これまで3回にわたって、APR(Annual Parcent Rate/年換算利回り)について、説明をしてきました。第4回は、金利予測をしないことを前提に、APRとスプレッド分析を使用した総体的な住宅ローン比較方法について取り上げてみます。

変動金利と固定金利をスプレッド分析で比較

今回はAPRとあわせて、スプレッド分析も用いて、住宅ローン商品の比較をしてみましょう。スプレッド分析とは、社債と国債のスプレッド(利回り較差)を分析するなど、投資手法の一つとして利用されているものです。この手法を住宅ローンの金利の分析に利用すると、非常に興味深いデータが得られます。変動金利と固定金利のどちらを選択するか、という問題に対してこの分析が有用な情報を提供してくれますし、金利が上がっても下がっても、支払いに問題が起こらないような選択をすることができるのです。
まず変動金利と固定金利のヒストリカルデータをAPRにしたものをグラフ化してみます。

グラフ1

フラット35と変動金利のヒストリカルデータをAPRにしたものをグラフ化

フラット35については、次のような条件で計算しています。

フラット35Sで、最安金利を基準とし、最優遇金利を適用。基準金利に適用できる最優遇幅を適用しています。融資手数料は融資額×2.16%、団体信用生命保険は普通団信。

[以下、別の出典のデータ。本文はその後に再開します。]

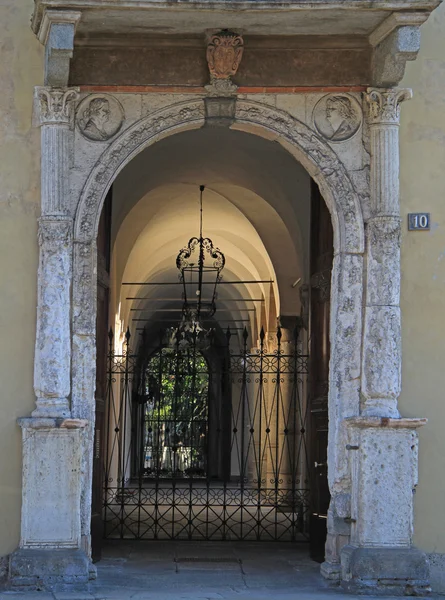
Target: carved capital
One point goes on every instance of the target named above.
(56, 105)
(384, 105)
(55, 233)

変動金利については、某メガバンクのデータで、最優遇を適用した金利となっています。こちらも、基準金利の月に適用できる最優遇幅を適用しています。融資手数料は32,400円、保証料は融資額×2.06%です。

グラフ1は、フラット35の取扱いが始まった2004年1月から2015年8月までの月次データです。これを見ると、フラット35は金利が高く、変動金利は金利が低いということはすぐにわかりますが、それ以上の情報を読み解くのは簡単ではありません。
ここで長短スプレッドの分析を組み合わせてみましょう。
多くの方は、金利の絶対水準のみを比較して検討するだけですが、スプレッド分析のような相対比較を行うことで、変動金利と固定金利のどちらが割安であるかを比較することができます。

グラフ2をご覧ください。これは変動金利とフラット35の金利差をグラフにしたもので、水平の線はその平均を表しています。
変動金利と固定金利の金利差というのは、金利変動リスクの大きさを表していると考えられます。言い換えれば、その差は、金利変動リスクを回避するための保険料ともいえます。

グラフ2

変動金利とフラット35の金利差をグラフにしたもの

この金利変動リスク保険料は、変動金利とフラット35の差ではありますが、それぞれが全く別々に動いている訳ですから、安くなったり高くなったりします。
平均値は1.314%で、それよりも高ければ変動金利が割安、それよりも低ければ固定金利が割安であることがわかります。結果、2015年8月は、フラット35が相対的に割安であるといえます。